Why does the woman in the tower want David? Was she calling the whole time? Is she modelled after a fairyland character and I'm totally missing it?

Did anyone else know the answer to the troll's riddle? Hello! Labyrinth!

There's the whole copout with the plane crash, (COME ON--WHAT ARE THE ODDS???) meaning one could legitimately finish the book thinking David was just a nutty, dreamy man with an imagination and troubled childhood. (The plane crash also led me to believe David was in a Donnie Darko situation, dead and just ambling around the empty spaces in his mind--something he asks Roland on page 208.) On a whole, the book was too neat and tidy. David never has to work hard at anything; it all comes to him rather easily. All natural, no real effort or sacrifice. The Woodsman has Great Timing at the end, of course.

Maybe I've read too many fairy tales and fantasy stories to enjoy this rehash?

The end left a sour taste in my mouth. Not a bad book, but it had the potential to be better.


***Incidentally, Roland is the main character of Stephen King's Dark Tower books, as in R. Browning's "Childe Roland to the Dark Tower Came." But he's a different sort of knight, one with pistols slung around his hips and grit in his teeth.

Monday, March 12, 2007

Head North

The shortlist for the YA Canadian Book Award is up. I'm going to check library availability for some of their past award winners and add them to the WishList. One of my first classes at Simmons was on Canadian Children's Lit--JLiz and me! They've got some excellent authors up there.

Oooh; I'll look into Aussie ones, too.

Mr.
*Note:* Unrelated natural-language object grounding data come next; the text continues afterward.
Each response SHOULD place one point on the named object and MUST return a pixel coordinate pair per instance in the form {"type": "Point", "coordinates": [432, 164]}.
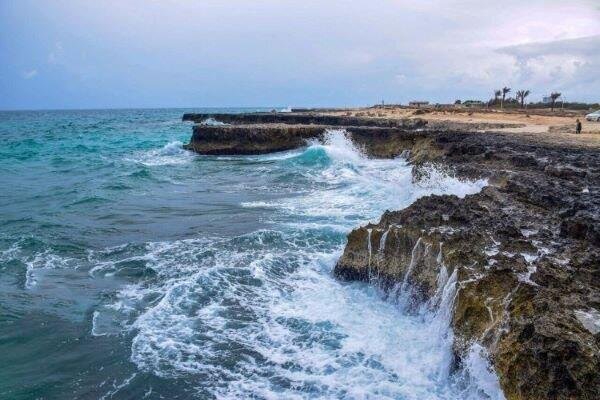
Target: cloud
{"type": "Point", "coordinates": [29, 74]}
{"type": "Point", "coordinates": [570, 64]}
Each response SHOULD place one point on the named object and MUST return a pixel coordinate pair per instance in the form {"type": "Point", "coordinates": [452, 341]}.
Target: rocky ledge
{"type": "Point", "coordinates": [267, 138]}
{"type": "Point", "coordinates": [307, 118]}
{"type": "Point", "coordinates": [525, 253]}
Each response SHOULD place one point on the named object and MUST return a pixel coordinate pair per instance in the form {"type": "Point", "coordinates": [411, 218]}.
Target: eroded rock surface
{"type": "Point", "coordinates": [526, 251]}
{"type": "Point", "coordinates": [267, 138]}
{"type": "Point", "coordinates": [306, 118]}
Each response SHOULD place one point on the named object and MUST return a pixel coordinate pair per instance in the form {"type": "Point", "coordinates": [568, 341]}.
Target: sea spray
{"type": "Point", "coordinates": [206, 276]}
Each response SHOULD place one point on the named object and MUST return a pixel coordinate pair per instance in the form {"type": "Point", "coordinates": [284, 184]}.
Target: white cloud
{"type": "Point", "coordinates": [29, 74]}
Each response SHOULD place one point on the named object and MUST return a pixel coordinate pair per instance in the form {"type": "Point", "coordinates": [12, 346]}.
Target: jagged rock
{"type": "Point", "coordinates": [267, 138]}
{"type": "Point", "coordinates": [525, 251]}
{"type": "Point", "coordinates": [307, 119]}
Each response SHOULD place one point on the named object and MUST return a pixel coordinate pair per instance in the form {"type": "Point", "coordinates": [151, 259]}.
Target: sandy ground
{"type": "Point", "coordinates": [540, 125]}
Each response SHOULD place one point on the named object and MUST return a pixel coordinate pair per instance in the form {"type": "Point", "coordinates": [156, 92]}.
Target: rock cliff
{"type": "Point", "coordinates": [525, 251]}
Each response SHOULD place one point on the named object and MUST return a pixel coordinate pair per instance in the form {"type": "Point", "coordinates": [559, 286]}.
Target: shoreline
{"type": "Point", "coordinates": [525, 249]}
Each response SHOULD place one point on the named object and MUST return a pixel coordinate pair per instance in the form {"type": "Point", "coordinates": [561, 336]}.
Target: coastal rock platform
{"type": "Point", "coordinates": [524, 252]}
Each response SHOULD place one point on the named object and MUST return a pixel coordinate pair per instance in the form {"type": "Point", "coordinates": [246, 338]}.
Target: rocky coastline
{"type": "Point", "coordinates": [525, 251]}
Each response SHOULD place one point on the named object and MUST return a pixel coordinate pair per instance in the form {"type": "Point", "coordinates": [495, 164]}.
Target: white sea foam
{"type": "Point", "coordinates": [260, 315]}
{"type": "Point", "coordinates": [172, 153]}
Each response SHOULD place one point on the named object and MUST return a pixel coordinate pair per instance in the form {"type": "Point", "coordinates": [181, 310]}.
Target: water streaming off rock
{"type": "Point", "coordinates": [132, 268]}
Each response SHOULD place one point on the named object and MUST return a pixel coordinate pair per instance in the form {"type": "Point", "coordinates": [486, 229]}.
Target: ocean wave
{"type": "Point", "coordinates": [172, 153]}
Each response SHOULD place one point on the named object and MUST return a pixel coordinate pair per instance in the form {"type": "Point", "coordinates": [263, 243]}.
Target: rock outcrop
{"type": "Point", "coordinates": [526, 252]}
{"type": "Point", "coordinates": [307, 118]}
{"type": "Point", "coordinates": [267, 138]}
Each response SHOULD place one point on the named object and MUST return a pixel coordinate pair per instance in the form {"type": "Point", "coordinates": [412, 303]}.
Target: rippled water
{"type": "Point", "coordinates": [130, 268]}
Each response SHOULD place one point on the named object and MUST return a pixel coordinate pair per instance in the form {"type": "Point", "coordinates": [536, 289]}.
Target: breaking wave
{"type": "Point", "coordinates": [259, 315]}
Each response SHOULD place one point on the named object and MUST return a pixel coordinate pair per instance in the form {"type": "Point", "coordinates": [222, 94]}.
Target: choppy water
{"type": "Point", "coordinates": [130, 268]}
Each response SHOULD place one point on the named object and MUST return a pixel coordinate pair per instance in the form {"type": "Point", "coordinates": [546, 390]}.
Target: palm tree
{"type": "Point", "coordinates": [521, 94]}
{"type": "Point", "coordinates": [497, 94]}
{"type": "Point", "coordinates": [553, 97]}
{"type": "Point", "coordinates": [505, 91]}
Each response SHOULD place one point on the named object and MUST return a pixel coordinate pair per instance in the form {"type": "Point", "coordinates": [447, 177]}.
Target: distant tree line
{"type": "Point", "coordinates": [519, 101]}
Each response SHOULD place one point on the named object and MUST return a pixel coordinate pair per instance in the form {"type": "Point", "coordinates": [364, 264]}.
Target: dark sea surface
{"type": "Point", "coordinates": [130, 268]}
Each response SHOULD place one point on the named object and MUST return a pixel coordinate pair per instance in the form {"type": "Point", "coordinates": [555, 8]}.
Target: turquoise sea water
{"type": "Point", "coordinates": [130, 268]}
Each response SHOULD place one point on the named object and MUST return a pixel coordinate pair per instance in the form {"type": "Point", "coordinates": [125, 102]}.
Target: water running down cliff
{"type": "Point", "coordinates": [242, 303]}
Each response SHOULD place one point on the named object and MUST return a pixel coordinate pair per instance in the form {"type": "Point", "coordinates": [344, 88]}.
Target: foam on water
{"type": "Point", "coordinates": [260, 315]}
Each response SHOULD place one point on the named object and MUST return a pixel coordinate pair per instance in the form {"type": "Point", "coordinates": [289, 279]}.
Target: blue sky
{"type": "Point", "coordinates": [176, 53]}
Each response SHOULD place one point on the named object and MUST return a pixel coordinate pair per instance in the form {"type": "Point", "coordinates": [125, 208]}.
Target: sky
{"type": "Point", "coordinates": [227, 53]}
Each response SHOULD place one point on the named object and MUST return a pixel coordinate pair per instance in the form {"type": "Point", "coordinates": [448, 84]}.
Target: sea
{"type": "Point", "coordinates": [131, 268]}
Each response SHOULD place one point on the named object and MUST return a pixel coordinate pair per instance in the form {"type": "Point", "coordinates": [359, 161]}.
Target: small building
{"type": "Point", "coordinates": [473, 103]}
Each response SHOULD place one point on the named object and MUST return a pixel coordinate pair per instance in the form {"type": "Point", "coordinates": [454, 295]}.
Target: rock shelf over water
{"type": "Point", "coordinates": [525, 250]}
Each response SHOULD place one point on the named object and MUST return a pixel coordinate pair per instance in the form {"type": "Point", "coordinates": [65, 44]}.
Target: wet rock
{"type": "Point", "coordinates": [525, 250]}
{"type": "Point", "coordinates": [307, 118]}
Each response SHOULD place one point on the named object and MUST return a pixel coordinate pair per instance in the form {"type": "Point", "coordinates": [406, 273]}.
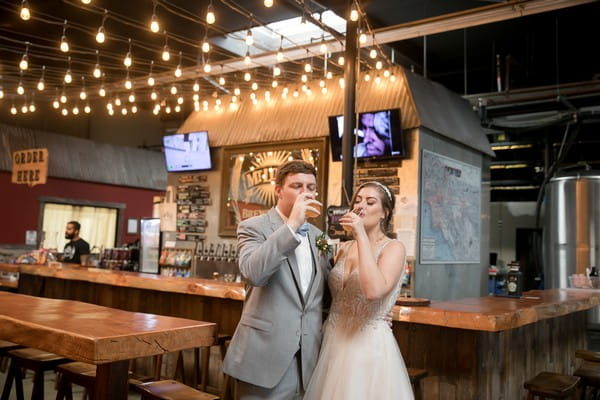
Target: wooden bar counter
{"type": "Point", "coordinates": [475, 348]}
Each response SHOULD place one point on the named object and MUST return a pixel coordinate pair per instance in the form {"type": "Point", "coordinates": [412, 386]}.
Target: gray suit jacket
{"type": "Point", "coordinates": [277, 320]}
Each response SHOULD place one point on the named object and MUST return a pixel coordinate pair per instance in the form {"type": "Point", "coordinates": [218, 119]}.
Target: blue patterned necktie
{"type": "Point", "coordinates": [303, 230]}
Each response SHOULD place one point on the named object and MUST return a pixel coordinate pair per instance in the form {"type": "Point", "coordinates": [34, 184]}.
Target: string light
{"type": "Point", "coordinates": [165, 54]}
{"type": "Point", "coordinates": [249, 38]}
{"type": "Point", "coordinates": [150, 78]}
{"type": "Point", "coordinates": [354, 13]}
{"type": "Point", "coordinates": [210, 15]}
{"type": "Point", "coordinates": [25, 13]}
{"type": "Point", "coordinates": [83, 93]}
{"type": "Point", "coordinates": [100, 35]}
{"type": "Point", "coordinates": [97, 73]}
{"type": "Point", "coordinates": [24, 63]}
{"type": "Point", "coordinates": [64, 44]}
{"type": "Point", "coordinates": [128, 60]}
{"type": "Point", "coordinates": [178, 69]}
{"type": "Point", "coordinates": [154, 25]}
{"type": "Point", "coordinates": [41, 83]}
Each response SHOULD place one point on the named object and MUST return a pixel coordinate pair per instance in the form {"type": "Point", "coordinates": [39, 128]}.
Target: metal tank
{"type": "Point", "coordinates": [571, 229]}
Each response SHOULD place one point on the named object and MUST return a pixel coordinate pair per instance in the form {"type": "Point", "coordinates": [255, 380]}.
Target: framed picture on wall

Wicked

Here's a nice long article about our friend and hero Gregory Maguire -- I can't believe I still haven't managed to see that damned musical!

(This link should work without the need to sign-in for about a week.)

I'm not sure how I feel about his insisting that "Wicked" is an adult book, but I still love him to death.

Friday, March 02, 2007

Exercise your rights:

POLL OVER!

April's book is Blow Out the Moon by Libby Koponen!

Thursday, March 01, 2007

Misc.

I will be posting a poll for the April book tomorrow--AND letting our new members know how they can add books to the Hedgehog Suggestion list.

Discussion for March's book, The Book of Lost Things, will begin the 15th!